His best advice to anyone wanting to get around the world on other people’s boats is simple: “Just be yourself. You can’t fake it on a long trip, or even a short one for that matter.” When I ask him what his sign read, he smiles: “South.”
When I caught up with the fleet they had just sailed more than 800 nautical miles from St. Lucia on the first leg of their odyssey. Not only were the participants still getting to know one another, Colombia was a new stop on the World ARC itinerary and the locals were determined to put on a good show.
A few days before the rally’s departure to Panama, Santa Marta Marina arranged for the whole gang to relax at a beach barbeque. While most of the group arrived by bus, I and a few lucky others, got a fast and wet ride on Mamo, a 65ft sportfishing boat named for the position of priest, guide or leader of the indigenous Kogi people who inhabit the local mountains. Mamo is the toy of Manual Julian Davila Abondano, part-owner of the marina and clearly the leader of the hosting entourage.
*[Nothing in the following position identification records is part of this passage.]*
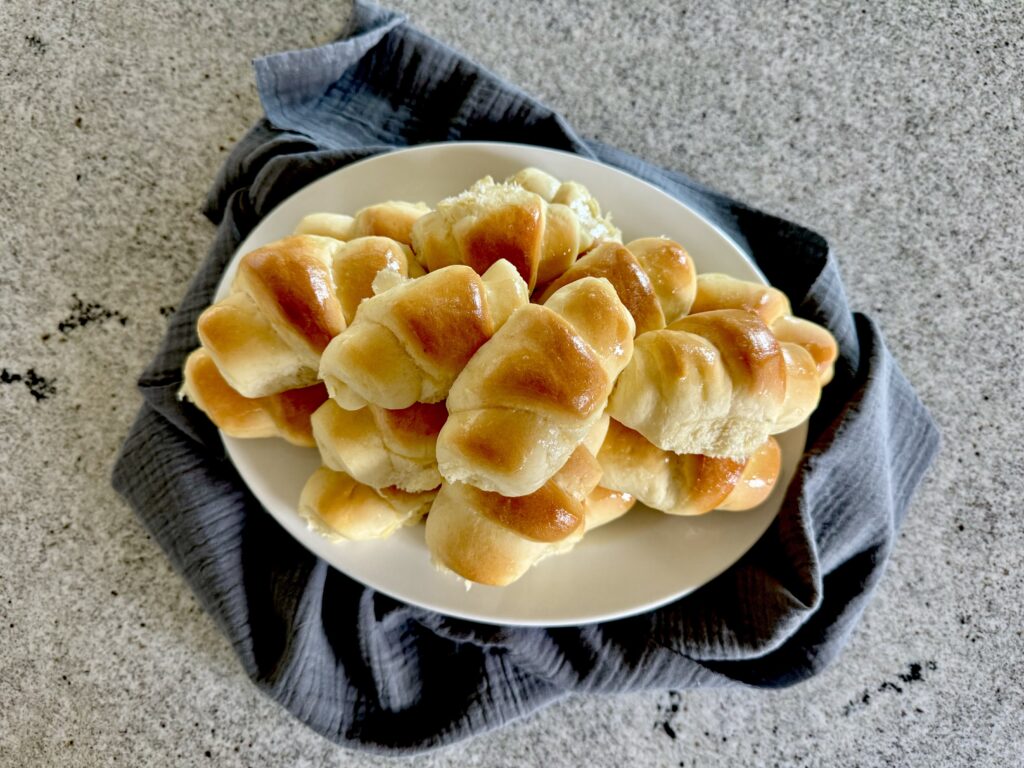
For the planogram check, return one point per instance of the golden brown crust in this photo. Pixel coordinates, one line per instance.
(750, 351)
(534, 392)
(814, 339)
(442, 317)
(717, 291)
(723, 292)
(292, 411)
(393, 219)
(409, 343)
(412, 431)
(496, 440)
(712, 383)
(231, 413)
(291, 282)
(616, 264)
(356, 264)
(253, 358)
(550, 370)
(513, 232)
(685, 483)
(286, 414)
(758, 478)
(491, 539)
(546, 515)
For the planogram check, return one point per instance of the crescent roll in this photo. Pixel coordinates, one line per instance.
(393, 219)
(573, 196)
(283, 415)
(686, 483)
(288, 300)
(716, 291)
(492, 221)
(340, 508)
(531, 394)
(716, 383)
(382, 448)
(492, 539)
(267, 335)
(410, 342)
(653, 276)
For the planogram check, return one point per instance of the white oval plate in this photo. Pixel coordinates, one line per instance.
(639, 562)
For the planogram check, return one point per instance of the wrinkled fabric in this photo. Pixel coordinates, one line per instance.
(371, 673)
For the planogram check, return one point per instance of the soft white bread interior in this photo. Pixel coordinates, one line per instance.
(335, 225)
(686, 483)
(653, 276)
(340, 508)
(492, 221)
(382, 448)
(596, 226)
(282, 415)
(392, 219)
(716, 291)
(409, 343)
(712, 383)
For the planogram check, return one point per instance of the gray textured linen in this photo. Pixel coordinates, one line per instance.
(372, 673)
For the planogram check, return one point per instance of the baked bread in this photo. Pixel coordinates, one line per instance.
(357, 263)
(529, 396)
(340, 508)
(653, 276)
(604, 505)
(382, 448)
(283, 415)
(716, 291)
(410, 342)
(686, 483)
(393, 219)
(716, 383)
(492, 221)
(574, 197)
(267, 335)
(492, 539)
(335, 225)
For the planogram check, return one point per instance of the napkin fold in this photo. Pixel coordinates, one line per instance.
(371, 673)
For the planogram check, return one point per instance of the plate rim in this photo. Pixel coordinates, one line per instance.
(298, 528)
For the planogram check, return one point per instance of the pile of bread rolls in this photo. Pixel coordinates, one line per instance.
(506, 368)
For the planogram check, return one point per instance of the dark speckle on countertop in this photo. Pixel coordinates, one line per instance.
(39, 386)
(914, 674)
(667, 713)
(85, 313)
(36, 44)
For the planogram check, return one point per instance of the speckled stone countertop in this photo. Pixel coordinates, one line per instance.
(893, 128)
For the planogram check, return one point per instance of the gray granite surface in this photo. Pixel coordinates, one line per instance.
(893, 128)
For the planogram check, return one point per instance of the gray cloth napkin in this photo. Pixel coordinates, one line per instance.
(371, 673)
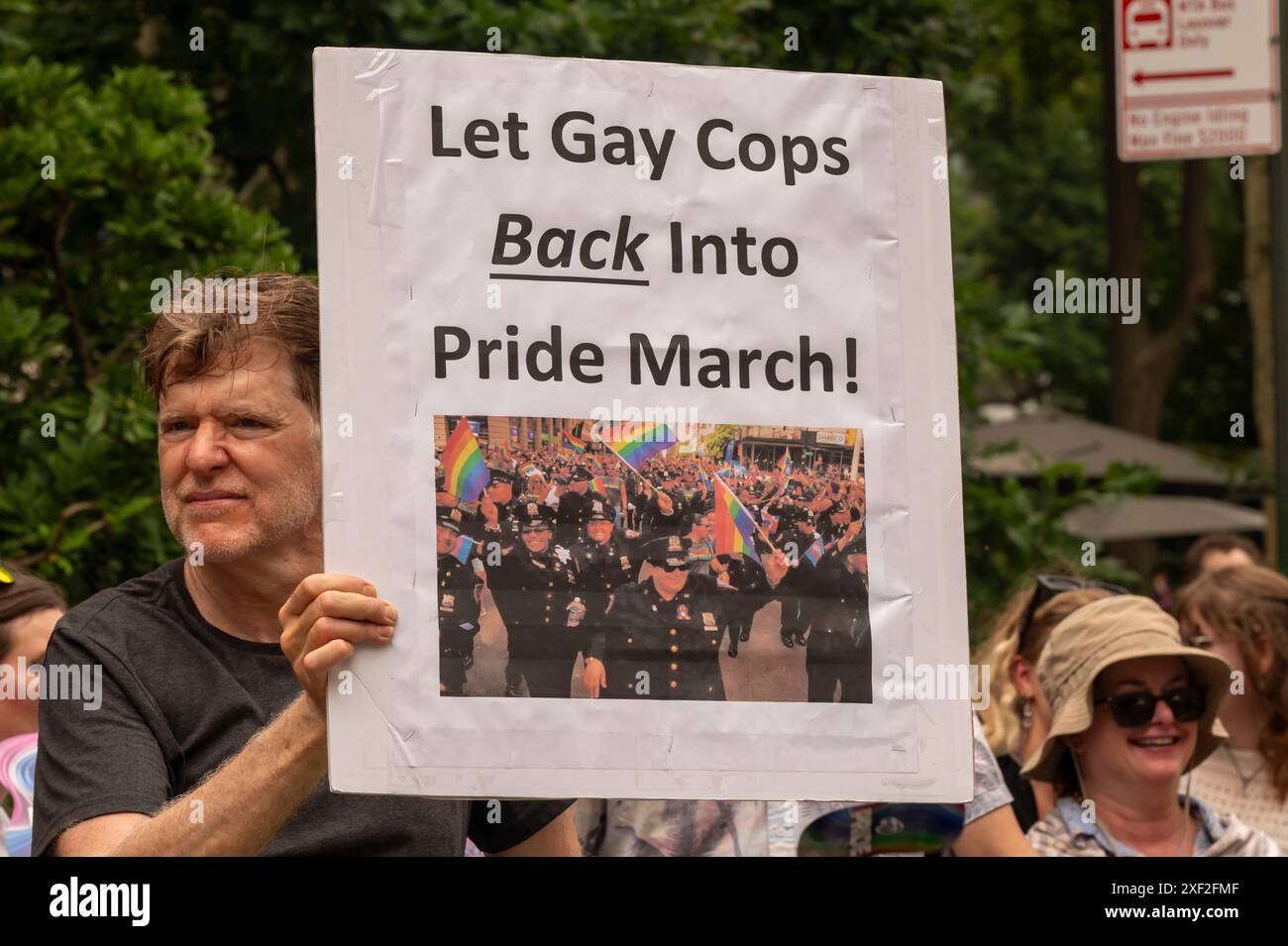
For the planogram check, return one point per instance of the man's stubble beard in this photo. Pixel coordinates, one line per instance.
(290, 511)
There is much formality in the way Columbia is opening up to cruising, but its unique approach includes the relaxed attitudes of having one of the country’s wealthiest investors sharing cocktails on the beach with the bikini-clad vice-minister of tourism, all the while toasting the ARC participants.

We arrived at a white stretch of beach named Bahia Concha in the nearby parkland where waiters in dark slacks and crisp white shirts scurried through the sand preparing rows of linen-covered tables topped with china and real metal flatware. This was not your usual hot-dog-on-a-beach-towel kind of barbeque. Seemingly the entire local lifeguard team was on hand in case any of the foreigners were in danger of drowning, and both the gourmet meal and the company were exceptional. Bishop felt the stopover was so successful, he plans to add Santa Marta to the itinerary for World ARC 2016-17.
Waxing poetic, Manuel seemed almost envious of the sailors who were living the dream. “What can we do with 365 days of opportunities?” he asked looking around at the diverse group. “I think we’re all just in search of happiness.”
Undoubtedly, not every day during the World ARC will be quite as happy and easy as that one, but it definitely helps to be in a group of like-minded individuals all armed with a healthy sense of humor and life perspective. Their differences will melt away and lose relevance and I hope to catch up with them again at the finish line to witness their becoming circumnavigators, one and all.